Find an Entertainment, Sports & Leisure Law Lawyer

Entertainment, sports and leisure law is heavily regulated. It falls into the broader area of intellectual property law (because of copyright and trademark issues) and sometimes touches the area of discrimination law.

That's Entertainment

Issues within entertainment law include, but are not limited to, merchandising, licensing, advertising, franchising, contracts, copyrights and trademark infringement, and taxes. This area of the law often deals with motion pictures, books, newspapers, television broadcasts and Internet laws.

An important and fairly recent development in this area of the law is the Digital Millennium Copyright Act of 1998. The DMCA limits the liability of Internet service providers for acts of copyright infringement by their customers who are using the providers' systems or networks.

Most frequently, entertainment lawyers handle publicity rights for their celebrity clients (and even the rights of deceased celebrities); they protect clients' names and images from being exploited.

Lawyers also handle issues in connection with creating derivative works, which are based on one or more pre-existing works. A motion picture version of a novel, an abridgment or condensation of a book, the translation and fictionalization of a real-life drama are all examples of derivative works. An author's right to protect the derivative work applies only to the elements he or she adds to the book.

Sports and Leisure

The Sports Broadcasting Act, Anabolic Steroid Control Act of 1990, Drug Enforcement Agency's Controlled Substances Act and the Amateur Sports Act of 1978 are some of the laws in this arena. Sports and leisure law also deals with the same issues as entertainment law.
Regulatory bodies are as diverse and the U.S. Olympic Committee, the Official Rules of the associations or leagues of each sport, and state courts for matters that can be litigated.

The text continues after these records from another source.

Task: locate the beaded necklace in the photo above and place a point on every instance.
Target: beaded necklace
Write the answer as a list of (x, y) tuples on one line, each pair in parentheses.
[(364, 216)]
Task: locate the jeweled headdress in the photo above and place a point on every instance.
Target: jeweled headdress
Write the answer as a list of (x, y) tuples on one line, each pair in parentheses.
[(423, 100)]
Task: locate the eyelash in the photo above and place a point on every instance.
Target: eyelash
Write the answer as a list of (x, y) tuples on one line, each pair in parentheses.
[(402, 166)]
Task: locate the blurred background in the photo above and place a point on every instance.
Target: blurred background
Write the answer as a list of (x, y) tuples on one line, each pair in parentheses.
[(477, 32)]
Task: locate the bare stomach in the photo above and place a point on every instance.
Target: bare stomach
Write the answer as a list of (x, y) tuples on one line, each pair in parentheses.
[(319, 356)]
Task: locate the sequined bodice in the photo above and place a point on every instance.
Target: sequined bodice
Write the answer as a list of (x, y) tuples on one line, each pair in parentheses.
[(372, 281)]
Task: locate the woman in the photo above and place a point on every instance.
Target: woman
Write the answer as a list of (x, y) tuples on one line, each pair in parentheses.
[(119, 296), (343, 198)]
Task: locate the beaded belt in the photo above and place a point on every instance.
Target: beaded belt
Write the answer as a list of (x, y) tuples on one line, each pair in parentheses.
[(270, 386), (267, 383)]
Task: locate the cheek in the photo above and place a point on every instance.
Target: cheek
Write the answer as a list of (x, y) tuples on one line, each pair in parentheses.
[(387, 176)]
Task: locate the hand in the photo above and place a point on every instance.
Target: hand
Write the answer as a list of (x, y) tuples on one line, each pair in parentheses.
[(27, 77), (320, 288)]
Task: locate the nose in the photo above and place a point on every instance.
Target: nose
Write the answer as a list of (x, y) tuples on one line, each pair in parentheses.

Topics that become matters for the law to declare judgments upon include standard concerns such as publicity rights, eligibility rights, recruiting policies, collective bargaining agreements, breach of contract, and requirements for registered athletic trainers.

More complex issues include whether athletes infected with the AIDS virus are protected under the Americans with Disabilities Act, sexual harassment or sexual discrimination, franchising, and the controversial matter of the distinctions between “professional” athletes and college athletes who are deemed to be “amateur athletes.”

Entertainment, sports and leisure touches many areas and complexities of the law. If you're searching for a lawyer, be sure to select one with knowledge and experience in many of these areas. Be aware that most litigation in this area will involve retaining expert witnesses to testify as to the value of damages claimed in a lawsuit.